Mauritania was the last nation to abolish slavery, with a presidential act in 1981.
Nowadays, child and adult slavery and forced labour are illegal in almost all nations, as well as being against international law, but human trafficking for labour and for sexual bondage continues to affect tens of millions of adults and children. According to Wikipedia, in 2019, almost 40 million people, 26% of them were children, were enslaved worldwide despite being illegitimate. There also takes place voluntary slavery, entered by the enslaved to pay off a debt or get money.
what are the grey areas?
Hey, I asked this yesterday… did my comment get deleted? I was asking what the grey areas represent. Antarctica & Greenland makes sense, but why the big area in Africa wereas only Inuits in those days… but the big grey area in Southern Europe & North Africa… ?
I’m assuming places that never had slavery, but I couldn’t tell you.

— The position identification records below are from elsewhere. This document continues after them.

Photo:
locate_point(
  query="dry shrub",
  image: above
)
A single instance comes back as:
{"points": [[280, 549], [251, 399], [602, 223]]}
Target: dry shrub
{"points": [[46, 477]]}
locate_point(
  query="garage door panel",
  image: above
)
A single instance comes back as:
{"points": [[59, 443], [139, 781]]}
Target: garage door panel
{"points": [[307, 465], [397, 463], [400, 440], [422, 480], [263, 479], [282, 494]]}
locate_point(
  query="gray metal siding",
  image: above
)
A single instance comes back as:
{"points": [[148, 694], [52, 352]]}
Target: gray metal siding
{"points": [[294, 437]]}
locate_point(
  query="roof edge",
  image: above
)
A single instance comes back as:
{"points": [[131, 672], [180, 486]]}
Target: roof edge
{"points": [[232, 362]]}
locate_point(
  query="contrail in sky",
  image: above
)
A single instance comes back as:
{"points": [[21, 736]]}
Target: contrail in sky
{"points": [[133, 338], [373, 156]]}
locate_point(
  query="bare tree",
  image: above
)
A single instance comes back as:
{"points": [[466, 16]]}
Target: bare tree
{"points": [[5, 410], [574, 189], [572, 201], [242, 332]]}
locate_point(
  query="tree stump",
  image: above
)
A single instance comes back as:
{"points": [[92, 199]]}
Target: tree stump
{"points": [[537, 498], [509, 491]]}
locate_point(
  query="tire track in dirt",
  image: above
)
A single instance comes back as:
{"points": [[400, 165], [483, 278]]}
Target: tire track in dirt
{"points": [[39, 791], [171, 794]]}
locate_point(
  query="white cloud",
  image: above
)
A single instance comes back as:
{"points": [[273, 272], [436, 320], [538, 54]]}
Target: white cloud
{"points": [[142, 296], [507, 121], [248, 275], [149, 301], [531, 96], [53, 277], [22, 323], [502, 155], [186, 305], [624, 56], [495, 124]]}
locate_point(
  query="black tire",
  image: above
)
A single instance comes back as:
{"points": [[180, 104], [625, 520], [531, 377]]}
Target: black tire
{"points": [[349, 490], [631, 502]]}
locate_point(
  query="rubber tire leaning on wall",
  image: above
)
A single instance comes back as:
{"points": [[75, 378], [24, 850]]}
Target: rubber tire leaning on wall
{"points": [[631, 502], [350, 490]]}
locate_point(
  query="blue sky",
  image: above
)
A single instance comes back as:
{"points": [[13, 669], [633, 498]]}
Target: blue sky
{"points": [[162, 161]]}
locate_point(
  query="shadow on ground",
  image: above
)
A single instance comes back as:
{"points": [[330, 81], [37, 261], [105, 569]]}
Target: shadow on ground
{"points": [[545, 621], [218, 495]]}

Some areas lke Antarctica and Greenland may have never had slavery but I suspect most of the grey areas are simply “unknown date” Saharan countries like Zaire/Congo, Burundi, Libya and Algera may still have slaveryor have never legislatively dealt with the issue.Also the fact that a country may have banned slavery does not necessarily mean that crime of slavery is enforced.
that would make sense but could it mean that there is still slavery existent in those countries
Many mistakes. In Spain not even serfdom was allowed since medieval times. Slavery was abolished in 1837 (it’s transatlantic slavery, not actual slavery. That was banned even since 1512 with the Laws of Burgos who banned slavery of natives and spanish subjects in the americas and the mainland).
when did Sir Stamford Raffles abolish slavery in Singapore and was this just a bann within the country to own slaves or was it a Law that no-one in Singapore could be made a slave? What is the timeline of his abolishment in connection to other countrries?